RAGLight integrates with **Langfuse** to give you full visibility over your RAG pipeline. Every call to `generate()` or `generate_streaming()` produces a structured trace showing exactly what happened at each step.

<CardGroup cols={3}>
  <Card title="Retrieve" icon="magnifying-glass">
    See which documents were retrieved, from which collection, with which query.
  </Card>

  <Card title="Rerank" icon="arrow-up-wide-short">
    Inspect the reranking step when a CrossEncoder is active.
  </Card>

  <Card title="Generate" icon="bolt">
    Trace the LLM call — prompt, model, latency, and token counts.
  </Card>
</CardGroup>

***

## Installation

```bash theme={null}
pip install "raglight[langfuse]"
```

This installs `langfuse==4.0.0` alongside RAGLight.

***

## Configuration

Tracing is configured via `LangfuseConfig`, a dataclass that holds your Langfuse credentials.

```python theme={null}
from raglight.config.langfuse_config import LangfuseConfig

langfuse_config = LangfuseConfig(
    public_key="pk-lf-...",
    secret_key="sk-lf-...",
    host="http://localhost:3000",  # or your Langfuse Cloud URL
)
```

Pass this config to your pipeline — the rest is automatic.

***

## Usage with RAGPipeline

```python theme={null}
from raglight.rag.simple_rag_api import RAGPipeline
from raglight.config.rag_config import RAGConfig
from raglight.config.vector_store_config import VectorStoreConfig
from raglight.config.langfuse_config import LangfuseConfig
from raglight.config.settings import Settings

langfuse_config = LangfuseConfig(
    public_key="pk-lf-...",
    secret_key="sk-lf-...",
    host="http://localhost:3000",
)

config = RAGConfig(
    llm=Settings.DEFAULT_LLM,
    provider=Settings.OLLAMA,
    langfuse_config=langfuse_config,
)

vector_store_config = VectorStoreConfig(
    embedding_model=Settings.DEFAULT_EMBEDDINGS_MODEL,
    provider=Settings.HUGGINGFACE,
    database=Settings.CHROMA,
    persist_directory="./myDb",
    collection_name="my_collection",
)

pipeline = RAGPipeline(config, vector_store_config)
pipeline.build()

response = pipeline.generate("What is RAGLight?")
print(response)
```

***

## Usage with the Builder API

```python theme={null}
from raglight.rag.builder import Builder
from raglight.config.langfuse_config import LangfuseConfig
from raglight.config.settings import Settings

langfuse_config = LangfuseConfig(
    public_key="pk-lf-...",
    secret_key="sk-lf-...",
    host="http://localhost:3000",
)

rag = (
    Builder()
    .with_embeddings(Settings.HUGGINGFACE, model_name=Settings.DEFAULT_EMBEDDINGS_MODEL)
    .with_vector_store(Settings.CHROMA, persist_directory="./myDb", collection_name="my_collection")
    .with_llm(Settings.OLLAMA, model_name=Settings.DEFAULT_LLM)
    .build_rag(k=5, langfuse_config=langfuse_config)
)

rag.vector_store.ingest(data_path="./docs")
response = rag.generate("Explain the retrieval pipeline")
print(response)
```

***

## Streaming support

Langfuse tracing works identically for streaming.

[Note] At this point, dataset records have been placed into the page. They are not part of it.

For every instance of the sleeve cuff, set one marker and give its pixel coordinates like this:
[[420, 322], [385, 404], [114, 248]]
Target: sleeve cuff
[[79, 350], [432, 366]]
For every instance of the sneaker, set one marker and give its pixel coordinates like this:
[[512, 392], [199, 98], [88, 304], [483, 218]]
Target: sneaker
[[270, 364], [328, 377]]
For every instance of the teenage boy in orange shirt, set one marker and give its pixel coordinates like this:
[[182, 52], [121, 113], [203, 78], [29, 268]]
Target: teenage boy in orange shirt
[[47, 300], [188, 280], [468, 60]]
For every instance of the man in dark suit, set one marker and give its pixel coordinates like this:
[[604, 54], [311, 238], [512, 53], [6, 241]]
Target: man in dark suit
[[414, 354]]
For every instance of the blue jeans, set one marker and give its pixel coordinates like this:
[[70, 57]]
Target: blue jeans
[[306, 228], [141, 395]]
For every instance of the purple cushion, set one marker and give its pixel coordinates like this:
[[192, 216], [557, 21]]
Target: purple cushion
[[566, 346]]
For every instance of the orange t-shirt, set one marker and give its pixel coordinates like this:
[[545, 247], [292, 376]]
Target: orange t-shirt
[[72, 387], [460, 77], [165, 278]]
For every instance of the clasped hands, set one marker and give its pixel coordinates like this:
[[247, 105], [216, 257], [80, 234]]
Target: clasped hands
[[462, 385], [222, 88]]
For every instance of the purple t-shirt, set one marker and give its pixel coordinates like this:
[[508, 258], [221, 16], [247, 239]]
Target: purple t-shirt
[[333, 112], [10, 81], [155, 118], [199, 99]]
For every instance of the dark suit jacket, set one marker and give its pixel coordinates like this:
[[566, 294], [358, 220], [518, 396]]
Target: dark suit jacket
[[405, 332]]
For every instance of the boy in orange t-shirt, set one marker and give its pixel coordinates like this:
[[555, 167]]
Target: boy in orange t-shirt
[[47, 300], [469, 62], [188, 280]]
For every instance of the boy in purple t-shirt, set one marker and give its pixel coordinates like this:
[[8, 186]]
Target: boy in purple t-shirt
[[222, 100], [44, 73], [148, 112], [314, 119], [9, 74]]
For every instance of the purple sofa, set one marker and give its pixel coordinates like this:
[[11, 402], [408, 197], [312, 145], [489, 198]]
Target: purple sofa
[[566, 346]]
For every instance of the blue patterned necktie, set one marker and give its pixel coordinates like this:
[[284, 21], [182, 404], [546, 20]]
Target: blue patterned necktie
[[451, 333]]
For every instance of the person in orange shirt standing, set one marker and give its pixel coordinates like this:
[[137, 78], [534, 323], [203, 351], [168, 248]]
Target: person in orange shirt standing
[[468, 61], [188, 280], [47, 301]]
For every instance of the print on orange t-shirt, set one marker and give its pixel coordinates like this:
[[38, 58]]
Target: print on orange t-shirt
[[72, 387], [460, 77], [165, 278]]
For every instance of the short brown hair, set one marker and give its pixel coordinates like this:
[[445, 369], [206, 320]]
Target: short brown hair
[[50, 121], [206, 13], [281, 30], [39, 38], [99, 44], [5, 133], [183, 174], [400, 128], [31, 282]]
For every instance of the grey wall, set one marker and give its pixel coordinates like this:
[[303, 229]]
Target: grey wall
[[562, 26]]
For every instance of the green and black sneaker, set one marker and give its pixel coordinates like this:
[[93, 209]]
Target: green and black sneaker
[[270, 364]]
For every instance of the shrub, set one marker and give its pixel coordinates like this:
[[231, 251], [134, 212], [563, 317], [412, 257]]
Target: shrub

The trace is emitted when the stream completes.

```python theme={null}
for chunk in pipeline.generate_streaming("What is RAGLight?"):
    print(chunk, end="", flush=True)
# → full trace appears in Langfuse once the stream ends
```

All LLM providers support streaming traces: Ollama, OpenAI, Mistral, Gemini, LMStudio, and AWS Bedrock.

***

## Session ID

By default, a **UUID is generated once per `RAG` instance** and reused for every `generate()` call. This groups all turns of the same conversation under a single Langfuse session.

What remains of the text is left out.